What set him on that path, he says, was Williston, where he was sent by his parents, then in the midst of a difficult divorce. The school’s close-knit community, supportive teachers, and opportunities to explore new activities proved to be just what the Brookline eighth grader needed. “It gave me an environment in which I would succeed,” he explains. “I got a chance to be an editor on the yearbook, an editor on the newspaper, chairman of the honor committee, all of these things that I probably never would have come close to getting if I had been at Brookline High School.”
His masters, as the teachers were then called, had a particularly formative impact, he says. “The teachers just take an interest in you,” he recalls. “You became an important person to them. I felt like Headmaster Phil Stevens knew me and cared about me. The attention that I got was exceedingly important.”
In his own career as an educator, Louis had a similar impact. Among his numerous awards are many that reflect the appreciation of his students and peers: Outstanding Professor of the Year (voted by his Kellogg students), Alumni Choice Faculty Award, American Marketing Association/Irwin Distinguished Marketing Educator Award (one of his field’s highest honors), one of the 12 best teachers in U.S. business schools named by BusinessWeek, and the inaugural recipient of Kellogg’s Special Lifetime Achievement Award for Teaching Excellence in 1999. That same year, Louis’ family, friends, former students, and clients raised funds to name a classroom at the school in his honor.

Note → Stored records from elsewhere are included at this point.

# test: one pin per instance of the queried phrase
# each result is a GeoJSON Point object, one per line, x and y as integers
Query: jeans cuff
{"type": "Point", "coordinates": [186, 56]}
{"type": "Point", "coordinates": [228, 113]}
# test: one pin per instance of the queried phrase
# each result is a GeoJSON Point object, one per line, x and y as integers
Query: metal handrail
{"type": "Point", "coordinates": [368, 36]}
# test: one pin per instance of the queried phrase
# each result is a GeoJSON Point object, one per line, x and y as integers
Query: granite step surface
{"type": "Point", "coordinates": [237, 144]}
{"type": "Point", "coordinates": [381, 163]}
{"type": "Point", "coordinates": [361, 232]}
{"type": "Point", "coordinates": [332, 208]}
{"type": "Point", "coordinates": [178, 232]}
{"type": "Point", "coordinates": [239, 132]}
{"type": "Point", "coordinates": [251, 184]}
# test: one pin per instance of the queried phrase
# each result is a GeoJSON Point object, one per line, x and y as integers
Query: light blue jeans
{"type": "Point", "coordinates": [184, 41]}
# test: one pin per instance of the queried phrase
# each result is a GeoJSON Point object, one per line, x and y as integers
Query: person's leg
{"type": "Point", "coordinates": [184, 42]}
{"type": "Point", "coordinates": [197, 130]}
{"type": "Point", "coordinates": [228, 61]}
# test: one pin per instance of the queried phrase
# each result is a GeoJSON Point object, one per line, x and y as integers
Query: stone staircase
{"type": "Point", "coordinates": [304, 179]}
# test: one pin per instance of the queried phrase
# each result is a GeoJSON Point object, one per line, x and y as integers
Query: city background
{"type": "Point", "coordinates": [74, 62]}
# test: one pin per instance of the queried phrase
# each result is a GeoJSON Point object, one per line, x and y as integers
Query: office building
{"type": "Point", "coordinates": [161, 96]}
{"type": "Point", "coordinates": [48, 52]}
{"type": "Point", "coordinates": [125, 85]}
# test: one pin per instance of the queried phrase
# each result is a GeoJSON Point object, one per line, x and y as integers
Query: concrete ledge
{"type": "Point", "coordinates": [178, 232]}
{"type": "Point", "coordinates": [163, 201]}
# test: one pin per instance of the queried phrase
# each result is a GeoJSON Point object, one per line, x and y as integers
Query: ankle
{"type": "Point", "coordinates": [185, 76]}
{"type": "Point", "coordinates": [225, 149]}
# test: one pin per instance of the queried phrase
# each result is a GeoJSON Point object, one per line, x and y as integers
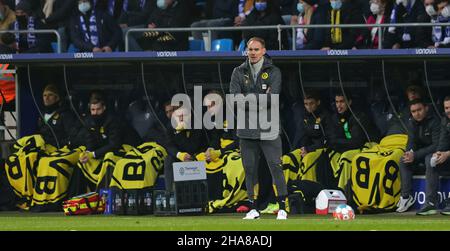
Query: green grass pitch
{"type": "Point", "coordinates": [18, 221]}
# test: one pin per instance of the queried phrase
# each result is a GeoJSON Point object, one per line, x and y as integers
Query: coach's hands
{"type": "Point", "coordinates": [86, 156]}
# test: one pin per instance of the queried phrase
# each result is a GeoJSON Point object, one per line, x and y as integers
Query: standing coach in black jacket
{"type": "Point", "coordinates": [257, 75]}
{"type": "Point", "coordinates": [423, 138]}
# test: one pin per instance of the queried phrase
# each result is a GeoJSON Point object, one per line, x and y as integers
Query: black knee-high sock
{"type": "Point", "coordinates": [253, 204]}
{"type": "Point", "coordinates": [281, 202]}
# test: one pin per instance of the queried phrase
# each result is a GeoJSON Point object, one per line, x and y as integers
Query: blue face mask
{"type": "Point", "coordinates": [84, 7]}
{"type": "Point", "coordinates": [161, 4]}
{"type": "Point", "coordinates": [261, 6]}
{"type": "Point", "coordinates": [300, 8]}
{"type": "Point", "coordinates": [336, 5]}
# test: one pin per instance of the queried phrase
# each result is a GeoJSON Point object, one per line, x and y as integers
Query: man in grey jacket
{"type": "Point", "coordinates": [423, 137]}
{"type": "Point", "coordinates": [437, 163]}
{"type": "Point", "coordinates": [254, 80]}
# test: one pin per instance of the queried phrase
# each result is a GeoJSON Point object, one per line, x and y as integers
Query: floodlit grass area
{"type": "Point", "coordinates": [18, 221]}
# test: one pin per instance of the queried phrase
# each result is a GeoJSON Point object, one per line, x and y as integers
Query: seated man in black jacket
{"type": "Point", "coordinates": [93, 30]}
{"type": "Point", "coordinates": [352, 130]}
{"type": "Point", "coordinates": [423, 138]}
{"type": "Point", "coordinates": [436, 164]}
{"type": "Point", "coordinates": [184, 143]}
{"type": "Point", "coordinates": [58, 126]}
{"type": "Point", "coordinates": [26, 20]}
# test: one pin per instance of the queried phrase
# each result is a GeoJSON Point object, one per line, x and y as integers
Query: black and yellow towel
{"type": "Point", "coordinates": [341, 163]}
{"type": "Point", "coordinates": [375, 174]}
{"type": "Point", "coordinates": [297, 168]}
{"type": "Point", "coordinates": [139, 167]}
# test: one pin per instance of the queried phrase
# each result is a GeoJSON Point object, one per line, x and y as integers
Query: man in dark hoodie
{"type": "Point", "coordinates": [26, 20]}
{"type": "Point", "coordinates": [93, 30]}
{"type": "Point", "coordinates": [258, 77]}
{"type": "Point", "coordinates": [103, 130]}
{"type": "Point", "coordinates": [352, 129]}
{"type": "Point", "coordinates": [58, 127]}
{"type": "Point", "coordinates": [423, 139]}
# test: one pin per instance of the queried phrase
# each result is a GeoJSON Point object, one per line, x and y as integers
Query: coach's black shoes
{"type": "Point", "coordinates": [446, 210]}
{"type": "Point", "coordinates": [428, 209]}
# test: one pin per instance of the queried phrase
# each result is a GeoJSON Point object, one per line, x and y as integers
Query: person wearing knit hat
{"type": "Point", "coordinates": [58, 125]}
{"type": "Point", "coordinates": [309, 12]}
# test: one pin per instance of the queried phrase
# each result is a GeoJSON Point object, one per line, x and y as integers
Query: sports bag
{"type": "Point", "coordinates": [88, 203]}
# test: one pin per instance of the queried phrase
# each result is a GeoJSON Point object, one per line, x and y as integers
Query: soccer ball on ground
{"type": "Point", "coordinates": [343, 212]}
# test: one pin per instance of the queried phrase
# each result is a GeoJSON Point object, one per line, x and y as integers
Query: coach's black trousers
{"type": "Point", "coordinates": [251, 152]}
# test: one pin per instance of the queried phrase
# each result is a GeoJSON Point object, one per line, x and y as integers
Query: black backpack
{"type": "Point", "coordinates": [7, 196]}
{"type": "Point", "coordinates": [302, 196]}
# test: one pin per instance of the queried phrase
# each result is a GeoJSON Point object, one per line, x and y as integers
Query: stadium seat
{"type": "Point", "coordinates": [242, 46]}
{"type": "Point", "coordinates": [196, 45]}
{"type": "Point", "coordinates": [222, 45]}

In recognition of the importance of Williston in Louis’s life, the couple have made a generous monetary gift to the school, accompanied by a more personal contribution: Rhona Stern’s abstract painting, titled Isle Azure, which now hangs in Williston’s newest dormitory, the Emily McFadon Vincent House. For Rhona, knowing that her artwork is on display at Williston “really means something to me,” she says. “I’ve heard all the stories over many years about Louis and his experiences there. I feel very honored.”
After his retirement, Louis’ connection to Williston grew even stronger. In addition to his financial support over the years, he served on the Board of Trustees from 2005 through 2010, where he shared his marketing insights into how the school might better sell itself. “I spent quite a bit of time as a Trustee trying to get Williston to reach out in even more effective ways,” he recalls. “And I think that’s happened. They have made a lot of progress along those lines.” He also gave the school’s 2004 Commencement address, and in 2008 received the school’s Samuel and Emily Williston Award.
Today, at age 86, he still plays tennis—singles tennis, he notes —as well as golf, more for the social benefits than for any bragging rights. (He played football and baseball at Williston.) The couple have seven grandchildren, and he and Rhona also remain active in the Tucson community, supporting local nonprofits through Social Venture Partners, an investment group.
And Louis remains a thoughtful observer of educational trends and shifting human habits. Noting the rise of remote learning in response to the COVID-19 pandemic, for example, he can’t resist offering what he calls a short lecture. “Remote learning is probably one of the things that is going to take hold because of all this,” he begins. “The fact that one can reach all sorts of people through a particular medium is magnificent. Maybe this whole episode will make a major impact on education.”
Not that he would want to be facing the challenges himself, he acknowledges. “I bailed out of teaching just as the internet was coming in,” he notes with a laugh. “I knew that I would have to retool completely. So I said to myself, I’m going to go out like Ted Williams. I think I’m batting pretty well, and I didn’t have the energy to transfer to that world.”
Spoken like a true Red Sox fan. But after 34 years together, even Rhona knew just what he was saying.